Accordingly, contrary to the Court of Appeal's determination, we conclude that the ordinance's differential treatment of large department stores and other retail stores is rationally related to one of the legitimate legislative purposes of the ordinance — the purpose of attracting and retaining large department stores within the PC district. The Court of Appeal's resolution of this issue, which would have required the city to extend the ordinance's 2,500-square-foot exception for furniture sales to all retail stores within the PC district, would have undermined the ordinance's overall objective of permitting the sale of furniture in the PC district only to the extent such activity is necessary to serve the city's interest in attracting and retaining large department stores in that district.
Plaintiffs alternatively contend that the amended ordinance is unconstitutional because the city arbitrarily singled them out for discriminatory treatment (see, e.g., Village of Willowbrook v. Olech (2000) 528 U.S. 562 [ 145 L.Ed.2d 1060, 120 S.Ct. 1073]), relying on the circumstance that the city's enactment of the amendment was triggered by plaintiffs' complaint that they were being treated differently from the large department stores located in the PC district. The trial court rejected this claim, and we agree with that court's conclusion. There is no indication the city's action was based upon hostility toward plaintiffs; the amended ordinance prohibits the sale of furniture in the PC district by all retail stores other than large department stores and does not single out plaintiffs' store for disparate treatment.
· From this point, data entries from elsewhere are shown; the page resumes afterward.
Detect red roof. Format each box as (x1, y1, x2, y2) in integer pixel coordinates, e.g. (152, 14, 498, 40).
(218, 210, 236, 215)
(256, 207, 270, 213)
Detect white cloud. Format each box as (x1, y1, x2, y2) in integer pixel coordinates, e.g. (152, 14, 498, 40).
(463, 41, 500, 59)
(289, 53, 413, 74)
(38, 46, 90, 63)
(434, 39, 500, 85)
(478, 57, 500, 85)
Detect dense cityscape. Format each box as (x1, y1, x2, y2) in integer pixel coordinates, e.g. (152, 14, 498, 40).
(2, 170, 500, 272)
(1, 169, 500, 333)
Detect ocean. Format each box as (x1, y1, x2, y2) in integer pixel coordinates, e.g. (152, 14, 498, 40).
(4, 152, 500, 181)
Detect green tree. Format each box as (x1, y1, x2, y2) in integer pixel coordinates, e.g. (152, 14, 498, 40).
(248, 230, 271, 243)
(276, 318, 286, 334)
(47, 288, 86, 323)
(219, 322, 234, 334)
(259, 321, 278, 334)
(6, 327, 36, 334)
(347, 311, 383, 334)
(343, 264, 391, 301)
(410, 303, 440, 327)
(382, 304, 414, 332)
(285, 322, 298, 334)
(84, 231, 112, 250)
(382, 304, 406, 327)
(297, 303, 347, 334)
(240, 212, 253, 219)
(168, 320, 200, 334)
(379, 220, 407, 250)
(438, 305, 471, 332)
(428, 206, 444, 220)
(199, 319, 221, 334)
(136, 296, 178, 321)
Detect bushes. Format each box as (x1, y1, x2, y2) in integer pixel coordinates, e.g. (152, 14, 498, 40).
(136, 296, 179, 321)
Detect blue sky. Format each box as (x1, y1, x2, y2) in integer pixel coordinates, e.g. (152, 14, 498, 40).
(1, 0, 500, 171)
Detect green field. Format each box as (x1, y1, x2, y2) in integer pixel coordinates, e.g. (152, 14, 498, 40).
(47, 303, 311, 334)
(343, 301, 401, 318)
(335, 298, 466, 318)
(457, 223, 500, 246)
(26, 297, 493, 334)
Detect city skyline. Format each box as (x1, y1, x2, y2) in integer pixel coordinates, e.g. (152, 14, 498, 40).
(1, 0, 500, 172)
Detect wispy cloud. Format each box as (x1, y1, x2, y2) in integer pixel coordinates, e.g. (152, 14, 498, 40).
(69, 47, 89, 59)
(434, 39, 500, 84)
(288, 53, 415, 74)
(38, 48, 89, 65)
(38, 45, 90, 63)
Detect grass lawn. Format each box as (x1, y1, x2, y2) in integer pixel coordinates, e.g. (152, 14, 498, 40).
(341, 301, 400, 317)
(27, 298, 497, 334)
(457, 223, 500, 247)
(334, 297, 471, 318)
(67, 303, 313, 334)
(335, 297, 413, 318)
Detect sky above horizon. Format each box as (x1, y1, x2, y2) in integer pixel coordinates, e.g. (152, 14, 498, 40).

As the Court of Appeal explained in Wal-Mart, supra, 138 Cal.App.4th 273, 302-303, in rejecting a similar claim proffered by Wal-Mart in that case: "[T]he simple fact that Wal-Mart was the first company to feel the effect of the Ordinance is not sufficient to establish that Wal-Mart was targeted in any unconstitutional manner. If that fact were enough to require a finding that a local governmental entity had exceeded its police power, then local government could never react to new situations brought to its attention by a specific proposal without having that reaction invalidated under the claim that it `targeted' the specific proposal. In short, local governments need the flexibility to react to specific proposals for a new kind of development not previously contemplated where such a development will or may have harmful consequences to the locality's legitimate planning objectives."
IV
In sum, the Court of Appeal erred in invalidating the ordinance at issue. The judgment of the Court of Appeal is reversed.Kennard, J., Baxter, J., Werdegar, J., Chin, J., Moreno, J., and Corrigan, J., concurred.